Tracking fermentation
If you supply a final gravity (FG), the tool reports apparent attenuation, the percentage of gravity points the yeast removed:
apparent attenuation = (OG_points - FG_points) / OG_points * 100
For an OG of 1.050 (50 pts) finishing at 1.010 (10 pts), that is
(50 - 10) / 50 = 80% — a healthy, well-fermented beer.
Why each unit matters in practice
Brewers encounter all three units in different contexts, which is why having them side by side is genuinely useful.
Specific gravity is what your hydrometer reads directly. It is the standard
measurement for homebrew and most commercial recipe software. However, the
numbers like 1.050 are awkward to do arithmetic with — adding two gravities
or scaling a recipe requires the points form.
Gravity points (also written as GU, gravity units) are used whenever you
need to do recipe maths. For example, if you know your grain contributes
36 points per pound per gallon, you can multiply points by volume and
divide by extraction to find the grain weight you need. Points add and scale
linearly; SG fractions do not.
Degrees Plato is the unit of choice in professional brewing and on
commercial yeast datasheets. Most yeast manufacturers state their attenuation
and nutrient requirements in Plato. A beer described as “12 Plato original
gravity” is a medium-strength lager roughly equivalent to 1.048 SG.
Worked example — scaling a recipe
Suppose you have a recipe written for 20 L of 1.060 (60 points / 14.7 Plato)
wort but you want to brew 25 L. The points form makes scaling obvious: you
need 25% more extract, so your grain bill scales by the same factor. The Plato
value stays the same because concentration is what Plato measures, not total
quantity.

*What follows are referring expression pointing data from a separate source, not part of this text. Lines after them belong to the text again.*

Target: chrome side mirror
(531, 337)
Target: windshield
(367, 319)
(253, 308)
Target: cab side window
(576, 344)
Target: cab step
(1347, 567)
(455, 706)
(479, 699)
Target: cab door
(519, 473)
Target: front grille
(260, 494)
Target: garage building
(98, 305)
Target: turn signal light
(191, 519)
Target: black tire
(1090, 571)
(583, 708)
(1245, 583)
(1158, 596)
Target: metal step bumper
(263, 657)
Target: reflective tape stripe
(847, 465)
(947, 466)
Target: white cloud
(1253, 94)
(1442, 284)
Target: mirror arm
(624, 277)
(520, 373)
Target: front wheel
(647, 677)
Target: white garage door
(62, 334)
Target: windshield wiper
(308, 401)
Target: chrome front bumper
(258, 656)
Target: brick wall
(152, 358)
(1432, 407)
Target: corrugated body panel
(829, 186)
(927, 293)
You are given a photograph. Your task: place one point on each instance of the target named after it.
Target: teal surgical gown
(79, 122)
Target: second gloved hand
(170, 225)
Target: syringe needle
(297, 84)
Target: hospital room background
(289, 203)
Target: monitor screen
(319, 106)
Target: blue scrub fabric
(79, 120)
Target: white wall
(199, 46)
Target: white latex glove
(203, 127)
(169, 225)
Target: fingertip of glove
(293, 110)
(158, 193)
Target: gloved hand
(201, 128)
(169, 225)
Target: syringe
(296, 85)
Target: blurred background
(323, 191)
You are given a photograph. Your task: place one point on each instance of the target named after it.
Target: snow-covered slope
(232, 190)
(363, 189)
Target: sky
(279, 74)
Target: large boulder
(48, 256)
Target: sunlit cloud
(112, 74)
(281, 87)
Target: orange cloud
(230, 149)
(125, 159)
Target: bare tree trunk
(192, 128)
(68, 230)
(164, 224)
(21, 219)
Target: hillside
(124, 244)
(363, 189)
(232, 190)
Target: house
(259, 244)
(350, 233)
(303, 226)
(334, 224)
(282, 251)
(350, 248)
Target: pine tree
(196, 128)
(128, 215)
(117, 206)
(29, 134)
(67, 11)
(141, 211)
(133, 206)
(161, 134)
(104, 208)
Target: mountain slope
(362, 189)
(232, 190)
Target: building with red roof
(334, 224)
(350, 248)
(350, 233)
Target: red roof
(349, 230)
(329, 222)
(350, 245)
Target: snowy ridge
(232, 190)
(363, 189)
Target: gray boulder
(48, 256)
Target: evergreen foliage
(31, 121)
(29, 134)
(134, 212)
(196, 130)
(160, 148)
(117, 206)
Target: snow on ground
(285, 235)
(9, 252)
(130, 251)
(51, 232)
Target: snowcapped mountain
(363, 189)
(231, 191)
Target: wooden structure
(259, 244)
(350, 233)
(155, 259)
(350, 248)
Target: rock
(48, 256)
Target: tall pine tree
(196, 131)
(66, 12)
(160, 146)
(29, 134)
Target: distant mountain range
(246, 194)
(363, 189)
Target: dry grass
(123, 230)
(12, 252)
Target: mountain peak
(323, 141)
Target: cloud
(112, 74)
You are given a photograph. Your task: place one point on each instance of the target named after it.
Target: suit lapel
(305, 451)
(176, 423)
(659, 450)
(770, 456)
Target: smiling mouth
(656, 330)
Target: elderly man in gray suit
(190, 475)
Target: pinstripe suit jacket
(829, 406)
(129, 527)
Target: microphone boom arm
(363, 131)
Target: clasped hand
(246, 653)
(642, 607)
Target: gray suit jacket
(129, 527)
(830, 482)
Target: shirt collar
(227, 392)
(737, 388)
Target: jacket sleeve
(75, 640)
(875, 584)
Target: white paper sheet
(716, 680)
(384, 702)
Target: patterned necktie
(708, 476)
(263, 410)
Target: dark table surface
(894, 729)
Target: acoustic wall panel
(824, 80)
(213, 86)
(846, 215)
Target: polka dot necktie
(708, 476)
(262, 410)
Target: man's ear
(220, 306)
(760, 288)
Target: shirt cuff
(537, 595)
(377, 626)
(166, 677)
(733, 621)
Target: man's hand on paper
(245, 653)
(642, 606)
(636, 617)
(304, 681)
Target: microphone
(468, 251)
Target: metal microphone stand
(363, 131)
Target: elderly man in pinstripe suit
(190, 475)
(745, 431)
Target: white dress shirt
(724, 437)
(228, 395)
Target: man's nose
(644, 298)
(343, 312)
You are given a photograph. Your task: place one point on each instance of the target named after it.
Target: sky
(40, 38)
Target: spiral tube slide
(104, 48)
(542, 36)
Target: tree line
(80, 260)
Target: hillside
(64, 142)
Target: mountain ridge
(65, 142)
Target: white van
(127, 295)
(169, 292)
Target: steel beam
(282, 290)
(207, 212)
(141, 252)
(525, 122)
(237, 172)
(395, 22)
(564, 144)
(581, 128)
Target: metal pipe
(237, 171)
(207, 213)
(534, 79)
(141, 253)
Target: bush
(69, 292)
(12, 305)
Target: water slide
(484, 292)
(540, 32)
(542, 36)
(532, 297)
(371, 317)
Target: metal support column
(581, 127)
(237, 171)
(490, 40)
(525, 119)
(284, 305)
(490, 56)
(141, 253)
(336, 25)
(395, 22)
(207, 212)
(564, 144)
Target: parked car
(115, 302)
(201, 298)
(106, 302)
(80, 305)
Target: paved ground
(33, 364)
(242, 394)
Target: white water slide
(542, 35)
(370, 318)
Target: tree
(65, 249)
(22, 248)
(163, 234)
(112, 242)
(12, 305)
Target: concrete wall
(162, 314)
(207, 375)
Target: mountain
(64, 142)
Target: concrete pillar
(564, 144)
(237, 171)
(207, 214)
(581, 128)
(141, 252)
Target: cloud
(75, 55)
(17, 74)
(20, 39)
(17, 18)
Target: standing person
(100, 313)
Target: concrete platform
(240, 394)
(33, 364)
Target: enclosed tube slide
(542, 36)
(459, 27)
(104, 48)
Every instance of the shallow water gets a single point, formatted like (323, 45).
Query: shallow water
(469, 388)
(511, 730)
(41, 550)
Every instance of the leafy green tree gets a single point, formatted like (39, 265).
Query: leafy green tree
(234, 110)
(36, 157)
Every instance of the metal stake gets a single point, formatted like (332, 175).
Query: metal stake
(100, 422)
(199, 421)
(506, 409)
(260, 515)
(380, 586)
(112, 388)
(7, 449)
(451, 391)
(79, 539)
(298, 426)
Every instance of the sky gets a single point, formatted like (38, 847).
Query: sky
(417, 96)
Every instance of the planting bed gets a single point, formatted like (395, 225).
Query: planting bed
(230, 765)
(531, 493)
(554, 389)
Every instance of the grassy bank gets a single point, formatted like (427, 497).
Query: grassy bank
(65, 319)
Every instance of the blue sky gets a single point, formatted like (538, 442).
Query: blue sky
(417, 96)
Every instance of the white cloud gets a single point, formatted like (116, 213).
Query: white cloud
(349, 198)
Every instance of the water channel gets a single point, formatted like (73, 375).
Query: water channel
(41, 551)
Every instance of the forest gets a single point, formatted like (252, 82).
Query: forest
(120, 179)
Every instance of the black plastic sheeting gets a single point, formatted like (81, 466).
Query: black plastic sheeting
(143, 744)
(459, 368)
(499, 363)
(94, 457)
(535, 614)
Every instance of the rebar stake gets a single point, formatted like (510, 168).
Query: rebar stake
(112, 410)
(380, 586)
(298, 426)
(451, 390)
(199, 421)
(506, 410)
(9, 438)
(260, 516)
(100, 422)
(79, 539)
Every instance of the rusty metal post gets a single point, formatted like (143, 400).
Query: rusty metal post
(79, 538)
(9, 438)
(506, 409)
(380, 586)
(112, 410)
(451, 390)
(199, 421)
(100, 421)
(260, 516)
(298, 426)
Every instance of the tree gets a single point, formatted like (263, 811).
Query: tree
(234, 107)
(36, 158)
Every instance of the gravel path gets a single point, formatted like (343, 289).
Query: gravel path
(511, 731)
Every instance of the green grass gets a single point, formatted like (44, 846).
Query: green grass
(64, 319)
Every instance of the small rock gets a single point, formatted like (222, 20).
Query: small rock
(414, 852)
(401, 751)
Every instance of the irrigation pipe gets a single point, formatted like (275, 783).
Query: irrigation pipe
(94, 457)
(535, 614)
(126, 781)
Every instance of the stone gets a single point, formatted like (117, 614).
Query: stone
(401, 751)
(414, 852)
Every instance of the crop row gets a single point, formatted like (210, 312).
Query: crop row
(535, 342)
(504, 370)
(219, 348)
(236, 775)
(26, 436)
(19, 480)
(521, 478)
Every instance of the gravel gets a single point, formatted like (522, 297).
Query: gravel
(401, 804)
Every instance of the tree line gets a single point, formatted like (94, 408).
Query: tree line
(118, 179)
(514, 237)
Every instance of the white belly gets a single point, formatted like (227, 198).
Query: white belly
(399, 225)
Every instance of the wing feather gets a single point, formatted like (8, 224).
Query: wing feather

Only the gravity points-times-volume (the total extract mass) changes.
Entering 1.060 into this tool shows approximately 148 g/L of dissolved
extract — so 20 L contains about 2,960 g of sugar, and 25 L would require
about 3,700 g, a direct and easy check on your recipe scaling.
Notes
- The Plato polynomial is accurate across the normal brewing range (roughly
1.000to1.130). - “Sugar content” here is the total dissolved extract, which in real wort is mostly fermentable sugars plus some unfermentable dextrins — Plato cannot distinguish the two.
- Always temperature-correct your hydrometer reading first; most hydrometers are calibrated at 20°C. At higher temperatures wort appears less dense, giving a falsely low reading; use a hydrometer temperature-correction chart or a refractometer correction table for mid-fermentation readings.
- All math runs locally in your browser; nothing is uploaded.